Daryl Horton — Keynote Speaker
Leading from the Inside Out
About the Talk
Pressure doesn't create character — it reveals it. Every leader eventually meets a moment where what's underneath gets exposed: a crisis no one saw coming, a conflict that won't resolve itself, a decision no one else will make. Leading from the Inside Out walks audiences through the Six Disciplines of EQfluence™ — Inner Clarity, Inner Governance, Intention, Identity, Discernment, and Relational Stewardship — the internal architecture that determines whether a leader collapses under pressure or becomes someone stronger because of it.
This isn't theory delivered from a distance.
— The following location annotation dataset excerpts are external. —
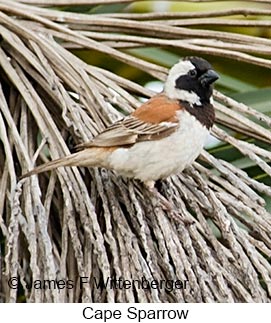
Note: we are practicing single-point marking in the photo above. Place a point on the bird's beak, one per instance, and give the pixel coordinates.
(208, 77)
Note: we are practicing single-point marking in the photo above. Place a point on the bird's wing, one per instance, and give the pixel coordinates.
(154, 120)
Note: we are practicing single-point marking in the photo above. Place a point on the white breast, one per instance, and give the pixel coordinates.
(152, 160)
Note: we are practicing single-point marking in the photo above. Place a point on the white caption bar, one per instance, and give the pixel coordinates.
(135, 313)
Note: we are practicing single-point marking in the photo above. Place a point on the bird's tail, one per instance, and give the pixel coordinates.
(85, 158)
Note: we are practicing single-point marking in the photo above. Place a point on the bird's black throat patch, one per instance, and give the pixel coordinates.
(204, 113)
(185, 82)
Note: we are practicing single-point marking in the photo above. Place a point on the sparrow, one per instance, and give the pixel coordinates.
(161, 137)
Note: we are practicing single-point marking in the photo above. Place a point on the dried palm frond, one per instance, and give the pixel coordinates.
(76, 223)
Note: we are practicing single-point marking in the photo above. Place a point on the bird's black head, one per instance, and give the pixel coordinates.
(191, 80)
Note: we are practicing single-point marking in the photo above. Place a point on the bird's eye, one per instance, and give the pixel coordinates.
(192, 73)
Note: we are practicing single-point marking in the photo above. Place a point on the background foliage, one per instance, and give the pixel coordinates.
(69, 69)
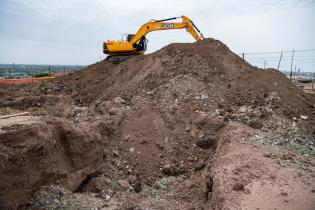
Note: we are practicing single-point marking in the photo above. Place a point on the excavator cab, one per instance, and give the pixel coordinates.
(141, 45)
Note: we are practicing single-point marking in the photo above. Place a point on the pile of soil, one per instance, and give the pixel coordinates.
(191, 126)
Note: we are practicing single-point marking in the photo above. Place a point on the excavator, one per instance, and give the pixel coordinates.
(136, 44)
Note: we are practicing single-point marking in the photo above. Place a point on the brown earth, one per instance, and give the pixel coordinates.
(191, 126)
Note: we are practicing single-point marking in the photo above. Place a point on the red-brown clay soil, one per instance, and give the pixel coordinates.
(191, 126)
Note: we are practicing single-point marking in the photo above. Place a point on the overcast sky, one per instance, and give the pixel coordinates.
(72, 31)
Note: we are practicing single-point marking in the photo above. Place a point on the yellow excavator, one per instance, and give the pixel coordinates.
(136, 44)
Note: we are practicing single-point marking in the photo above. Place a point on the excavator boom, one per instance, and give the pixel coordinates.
(136, 44)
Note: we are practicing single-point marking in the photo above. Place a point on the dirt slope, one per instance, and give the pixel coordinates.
(191, 126)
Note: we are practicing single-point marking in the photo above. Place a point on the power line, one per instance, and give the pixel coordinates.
(286, 51)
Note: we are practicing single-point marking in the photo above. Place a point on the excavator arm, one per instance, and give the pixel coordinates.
(120, 50)
(157, 25)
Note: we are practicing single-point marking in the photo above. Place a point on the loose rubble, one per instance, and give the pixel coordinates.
(191, 126)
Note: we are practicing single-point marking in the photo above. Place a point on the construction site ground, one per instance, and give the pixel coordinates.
(191, 126)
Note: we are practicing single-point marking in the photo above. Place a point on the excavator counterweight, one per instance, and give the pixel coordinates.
(136, 44)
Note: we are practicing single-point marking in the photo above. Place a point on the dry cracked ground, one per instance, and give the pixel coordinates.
(191, 126)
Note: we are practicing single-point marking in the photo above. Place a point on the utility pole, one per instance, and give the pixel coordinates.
(292, 63)
(313, 81)
(14, 75)
(280, 59)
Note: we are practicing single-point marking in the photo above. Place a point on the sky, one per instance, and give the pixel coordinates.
(72, 31)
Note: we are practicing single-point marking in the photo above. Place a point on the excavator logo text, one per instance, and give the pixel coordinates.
(168, 25)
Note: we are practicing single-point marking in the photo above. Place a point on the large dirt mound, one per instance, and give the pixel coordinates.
(206, 67)
(191, 126)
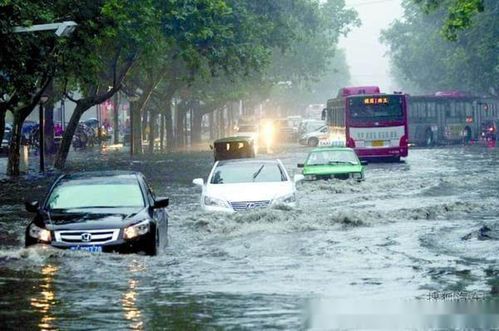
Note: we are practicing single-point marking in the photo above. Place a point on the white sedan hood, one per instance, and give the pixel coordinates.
(249, 191)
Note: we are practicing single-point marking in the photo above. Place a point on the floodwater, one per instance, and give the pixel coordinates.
(420, 232)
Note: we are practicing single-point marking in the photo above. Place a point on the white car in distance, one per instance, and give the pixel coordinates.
(245, 184)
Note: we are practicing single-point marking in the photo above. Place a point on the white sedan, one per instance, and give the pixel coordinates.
(237, 185)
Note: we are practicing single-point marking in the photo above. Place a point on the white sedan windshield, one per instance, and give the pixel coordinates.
(248, 172)
(328, 157)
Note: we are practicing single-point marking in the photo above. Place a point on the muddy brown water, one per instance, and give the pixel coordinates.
(410, 231)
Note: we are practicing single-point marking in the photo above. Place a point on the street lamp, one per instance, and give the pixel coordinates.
(41, 128)
(62, 29)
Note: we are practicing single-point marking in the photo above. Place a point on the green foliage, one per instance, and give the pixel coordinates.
(428, 61)
(460, 16)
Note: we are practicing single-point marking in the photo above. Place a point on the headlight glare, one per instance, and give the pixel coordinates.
(287, 199)
(357, 175)
(138, 229)
(310, 177)
(39, 233)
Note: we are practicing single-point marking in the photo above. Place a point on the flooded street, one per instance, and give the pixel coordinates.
(412, 228)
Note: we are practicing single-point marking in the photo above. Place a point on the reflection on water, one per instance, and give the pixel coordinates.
(44, 301)
(129, 299)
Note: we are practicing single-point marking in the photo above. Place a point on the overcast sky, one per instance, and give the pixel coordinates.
(365, 54)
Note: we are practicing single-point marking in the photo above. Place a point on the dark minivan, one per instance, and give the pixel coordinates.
(110, 211)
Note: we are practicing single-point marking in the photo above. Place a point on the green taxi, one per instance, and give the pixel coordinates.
(332, 162)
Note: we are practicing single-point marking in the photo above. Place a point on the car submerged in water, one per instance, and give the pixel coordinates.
(333, 162)
(246, 184)
(100, 212)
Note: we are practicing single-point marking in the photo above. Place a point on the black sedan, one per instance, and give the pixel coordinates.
(100, 212)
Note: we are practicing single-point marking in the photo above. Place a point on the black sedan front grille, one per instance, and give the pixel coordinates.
(87, 236)
(248, 205)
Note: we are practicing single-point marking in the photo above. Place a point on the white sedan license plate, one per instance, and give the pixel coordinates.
(91, 249)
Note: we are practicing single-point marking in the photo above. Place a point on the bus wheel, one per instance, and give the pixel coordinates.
(429, 141)
(467, 135)
(312, 142)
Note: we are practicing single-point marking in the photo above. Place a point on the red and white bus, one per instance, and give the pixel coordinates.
(373, 123)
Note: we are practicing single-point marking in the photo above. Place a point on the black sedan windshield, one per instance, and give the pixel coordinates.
(90, 194)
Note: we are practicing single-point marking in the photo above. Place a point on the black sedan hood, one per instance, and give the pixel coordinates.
(94, 219)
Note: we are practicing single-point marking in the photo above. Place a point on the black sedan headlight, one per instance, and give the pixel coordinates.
(137, 230)
(39, 233)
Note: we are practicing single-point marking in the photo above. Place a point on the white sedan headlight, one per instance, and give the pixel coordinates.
(215, 202)
(39, 233)
(286, 200)
(136, 230)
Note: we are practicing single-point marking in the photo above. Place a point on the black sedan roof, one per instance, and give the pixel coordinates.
(112, 175)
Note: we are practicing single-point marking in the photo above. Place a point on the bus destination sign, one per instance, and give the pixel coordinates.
(376, 101)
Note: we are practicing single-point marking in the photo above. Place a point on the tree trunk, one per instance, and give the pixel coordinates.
(67, 137)
(116, 123)
(162, 132)
(136, 127)
(48, 132)
(152, 130)
(14, 147)
(179, 132)
(212, 125)
(170, 144)
(3, 113)
(196, 128)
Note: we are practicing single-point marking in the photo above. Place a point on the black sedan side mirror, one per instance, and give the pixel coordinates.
(161, 203)
(31, 206)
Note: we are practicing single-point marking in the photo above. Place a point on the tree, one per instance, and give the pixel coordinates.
(460, 14)
(27, 63)
(422, 56)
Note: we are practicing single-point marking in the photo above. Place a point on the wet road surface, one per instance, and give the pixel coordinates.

Daryl opens with his own story — a moment of real vulnerability that disarms the room before a single framework is introduced — and builds toward a closing question every leader carries out the door: What is governing you, right now, when no one's watching?
Format & Logistics
Length: 45–60 minutes (adjustable to event needs)
Delivery: In-person or virtual
AV needs: Standard wireless lavalier or handheld mic, projector/screen for slides, stage or platform space for movement
Audience size: Scales from intimate leadership gatherings to full conference plenaries
Speaker Bio
Daryl Horton spent over 30 years in executive operations leadership across food and beverage manufacturing — including roles at PepsiCo, ConAgra, Tyson Foods, Ardent Mills, Niagara Bottling, and Randall Foods, most recently as COO. He is the founder of EQfluence Group and author of EQfluence: The Six Disciplines That Anchor How Leaders Think, Act, and Influence (Amplify Publishing Group, January 2027), with a foreword by Lt. Gen. Stacey T. Hawkins, USAF (Ret.). His work is built on a simple conviction: leadership is governed from within long before it's ever expressed outward — and pressure is where that governance gets tested.
Ideal Audiences
Leadership conferences, executive teams, and organizational gatherings across manufacturing, aviation, healthcare, faith-based, and HR/SHRM settings — anywhere leaders are formed under real pressure, not just trained on theory.